I’m writing a binary data format to file containing a graph of serialized objects. To be more resilient to errors (and to be able to debug problems) I am considering length-prefixing each object in the stream. I’m using C# and a BinaryWriter at the moment, but it is quite a general problem.
The size of each object isn’t known until it has been completely serialized, so to be able to
write the length prefixes there are a number of strategies:
-
Use a write buffer with enough space to have random access and insert the length at the correct position after the object is serialized.
-
Write each object to its own MemoryStream, then write the length of the buffer and the buffer contents to the main stream.
-
Write a zero length for all objects in the first pass, remember the positions in the file for all object sizes (a table of object to size), and make a second pass filling in all the sizes.
-
??
The total size (and thus the size of the first/outermost object) is typically around 1mb but can be as large as 50-100mb. My concern is the performance and memory usage of the process.

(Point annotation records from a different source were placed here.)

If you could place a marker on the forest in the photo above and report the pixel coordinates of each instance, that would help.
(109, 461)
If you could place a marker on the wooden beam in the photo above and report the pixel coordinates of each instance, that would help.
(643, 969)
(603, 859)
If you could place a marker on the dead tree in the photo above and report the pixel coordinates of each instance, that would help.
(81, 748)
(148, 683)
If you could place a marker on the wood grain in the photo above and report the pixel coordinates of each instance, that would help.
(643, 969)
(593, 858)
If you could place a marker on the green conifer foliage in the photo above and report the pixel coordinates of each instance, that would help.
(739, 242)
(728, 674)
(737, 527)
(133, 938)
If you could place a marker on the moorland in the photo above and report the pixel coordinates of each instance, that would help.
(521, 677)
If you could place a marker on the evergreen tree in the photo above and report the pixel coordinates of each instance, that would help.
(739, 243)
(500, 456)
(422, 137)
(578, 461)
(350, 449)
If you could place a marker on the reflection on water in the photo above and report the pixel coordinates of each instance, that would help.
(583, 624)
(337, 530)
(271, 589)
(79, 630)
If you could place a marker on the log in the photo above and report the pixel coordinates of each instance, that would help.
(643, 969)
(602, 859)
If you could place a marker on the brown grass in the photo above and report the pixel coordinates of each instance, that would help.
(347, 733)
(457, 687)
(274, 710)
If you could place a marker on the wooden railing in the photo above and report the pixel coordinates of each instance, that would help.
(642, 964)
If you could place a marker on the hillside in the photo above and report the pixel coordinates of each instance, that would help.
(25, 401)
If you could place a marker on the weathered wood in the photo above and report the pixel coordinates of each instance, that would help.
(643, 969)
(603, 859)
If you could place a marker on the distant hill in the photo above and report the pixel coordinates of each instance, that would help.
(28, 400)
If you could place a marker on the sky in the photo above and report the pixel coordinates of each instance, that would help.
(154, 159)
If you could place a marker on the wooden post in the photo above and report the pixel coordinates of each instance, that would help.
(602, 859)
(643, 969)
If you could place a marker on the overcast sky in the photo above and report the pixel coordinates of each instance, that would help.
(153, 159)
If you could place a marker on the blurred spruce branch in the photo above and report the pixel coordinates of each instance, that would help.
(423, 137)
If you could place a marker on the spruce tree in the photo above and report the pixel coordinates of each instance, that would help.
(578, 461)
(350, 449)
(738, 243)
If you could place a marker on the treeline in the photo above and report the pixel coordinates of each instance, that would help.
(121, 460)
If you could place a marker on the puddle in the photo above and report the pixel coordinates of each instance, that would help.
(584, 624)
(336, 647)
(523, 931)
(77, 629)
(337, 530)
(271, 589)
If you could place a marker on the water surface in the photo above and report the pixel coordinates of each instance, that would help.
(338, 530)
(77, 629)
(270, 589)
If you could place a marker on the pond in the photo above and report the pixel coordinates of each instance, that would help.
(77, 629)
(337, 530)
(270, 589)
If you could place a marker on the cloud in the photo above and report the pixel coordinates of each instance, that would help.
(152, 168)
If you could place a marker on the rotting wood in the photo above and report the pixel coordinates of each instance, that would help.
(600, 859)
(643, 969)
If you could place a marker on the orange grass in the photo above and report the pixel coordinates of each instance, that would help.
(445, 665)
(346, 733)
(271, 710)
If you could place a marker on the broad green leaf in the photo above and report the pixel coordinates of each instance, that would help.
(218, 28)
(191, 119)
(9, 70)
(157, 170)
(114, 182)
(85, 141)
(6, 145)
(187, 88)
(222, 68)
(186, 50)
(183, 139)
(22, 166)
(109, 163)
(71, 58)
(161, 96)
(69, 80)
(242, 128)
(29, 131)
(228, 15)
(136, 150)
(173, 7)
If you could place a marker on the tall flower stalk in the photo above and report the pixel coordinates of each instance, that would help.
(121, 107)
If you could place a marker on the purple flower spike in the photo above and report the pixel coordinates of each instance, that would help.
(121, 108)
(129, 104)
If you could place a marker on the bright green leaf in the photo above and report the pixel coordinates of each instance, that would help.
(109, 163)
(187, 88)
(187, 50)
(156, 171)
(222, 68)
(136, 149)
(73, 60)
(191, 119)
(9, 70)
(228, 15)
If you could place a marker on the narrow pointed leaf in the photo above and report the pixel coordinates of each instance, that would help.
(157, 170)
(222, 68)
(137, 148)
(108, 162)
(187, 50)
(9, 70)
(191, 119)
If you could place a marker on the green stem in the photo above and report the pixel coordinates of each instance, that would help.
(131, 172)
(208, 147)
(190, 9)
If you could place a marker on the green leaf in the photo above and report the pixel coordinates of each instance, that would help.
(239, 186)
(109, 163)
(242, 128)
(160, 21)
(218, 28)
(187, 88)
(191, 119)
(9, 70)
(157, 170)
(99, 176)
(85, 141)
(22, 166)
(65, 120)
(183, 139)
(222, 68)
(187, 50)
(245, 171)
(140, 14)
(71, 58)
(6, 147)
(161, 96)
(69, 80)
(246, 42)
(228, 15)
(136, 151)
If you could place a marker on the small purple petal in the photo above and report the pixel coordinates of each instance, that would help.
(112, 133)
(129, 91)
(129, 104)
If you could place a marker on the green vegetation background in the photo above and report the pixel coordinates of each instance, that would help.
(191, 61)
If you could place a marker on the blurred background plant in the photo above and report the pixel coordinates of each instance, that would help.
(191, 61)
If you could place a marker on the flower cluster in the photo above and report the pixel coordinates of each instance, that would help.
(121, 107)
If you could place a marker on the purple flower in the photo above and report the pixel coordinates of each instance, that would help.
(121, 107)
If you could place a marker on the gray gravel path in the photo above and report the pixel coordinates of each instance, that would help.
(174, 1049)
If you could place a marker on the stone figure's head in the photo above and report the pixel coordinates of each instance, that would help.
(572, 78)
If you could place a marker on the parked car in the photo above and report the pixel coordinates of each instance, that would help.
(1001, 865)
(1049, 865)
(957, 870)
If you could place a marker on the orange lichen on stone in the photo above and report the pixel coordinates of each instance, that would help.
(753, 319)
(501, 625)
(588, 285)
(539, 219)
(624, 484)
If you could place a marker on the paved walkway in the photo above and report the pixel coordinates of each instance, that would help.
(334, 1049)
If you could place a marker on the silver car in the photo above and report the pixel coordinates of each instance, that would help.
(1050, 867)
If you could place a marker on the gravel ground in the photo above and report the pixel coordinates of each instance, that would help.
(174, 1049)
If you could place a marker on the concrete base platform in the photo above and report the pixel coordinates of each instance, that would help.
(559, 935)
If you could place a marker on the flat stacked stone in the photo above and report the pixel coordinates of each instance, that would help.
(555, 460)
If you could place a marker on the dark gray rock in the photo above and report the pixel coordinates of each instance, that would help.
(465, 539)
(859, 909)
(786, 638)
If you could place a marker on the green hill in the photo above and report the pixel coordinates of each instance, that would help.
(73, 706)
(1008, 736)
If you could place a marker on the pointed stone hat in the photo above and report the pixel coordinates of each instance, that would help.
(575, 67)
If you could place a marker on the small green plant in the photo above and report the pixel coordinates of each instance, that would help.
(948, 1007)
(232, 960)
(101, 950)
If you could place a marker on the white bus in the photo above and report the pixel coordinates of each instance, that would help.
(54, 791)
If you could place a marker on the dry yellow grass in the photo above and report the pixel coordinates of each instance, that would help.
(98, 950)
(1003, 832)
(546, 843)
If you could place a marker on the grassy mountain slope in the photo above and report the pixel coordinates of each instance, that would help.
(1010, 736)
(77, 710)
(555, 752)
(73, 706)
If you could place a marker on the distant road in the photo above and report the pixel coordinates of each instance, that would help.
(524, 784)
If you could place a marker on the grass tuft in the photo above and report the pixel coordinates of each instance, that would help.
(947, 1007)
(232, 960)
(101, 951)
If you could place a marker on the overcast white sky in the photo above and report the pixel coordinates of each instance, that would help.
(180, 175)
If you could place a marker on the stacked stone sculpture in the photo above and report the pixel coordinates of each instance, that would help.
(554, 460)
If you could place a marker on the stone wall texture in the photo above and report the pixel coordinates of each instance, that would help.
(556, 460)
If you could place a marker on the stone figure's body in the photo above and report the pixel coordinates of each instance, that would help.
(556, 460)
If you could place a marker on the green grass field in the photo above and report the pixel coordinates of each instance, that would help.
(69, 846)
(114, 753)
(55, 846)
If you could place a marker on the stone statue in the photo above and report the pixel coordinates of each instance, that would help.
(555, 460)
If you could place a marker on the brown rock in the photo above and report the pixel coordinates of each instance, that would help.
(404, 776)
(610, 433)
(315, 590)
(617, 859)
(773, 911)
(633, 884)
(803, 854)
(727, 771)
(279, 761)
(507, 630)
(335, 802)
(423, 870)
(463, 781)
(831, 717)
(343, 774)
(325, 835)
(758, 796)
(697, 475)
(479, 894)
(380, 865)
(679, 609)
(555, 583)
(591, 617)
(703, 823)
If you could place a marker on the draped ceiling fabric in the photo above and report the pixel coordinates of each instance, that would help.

Which strategy would be most efficient?
The only way to determine this is to measure.
My first instinct would be to use #2, but knowing that is likely to add pressure to the GC (or fragmentation to the large object heap if the worker streams exceed 80Kb). However #3 sounds interesting, assuming the complexity of tracking those positions doesn’t hit maintainability.
In the end you need to measure with your data, and consider that unless you have unusual circumstances the performance will be dominated by network or storage performance, not by processing in memory.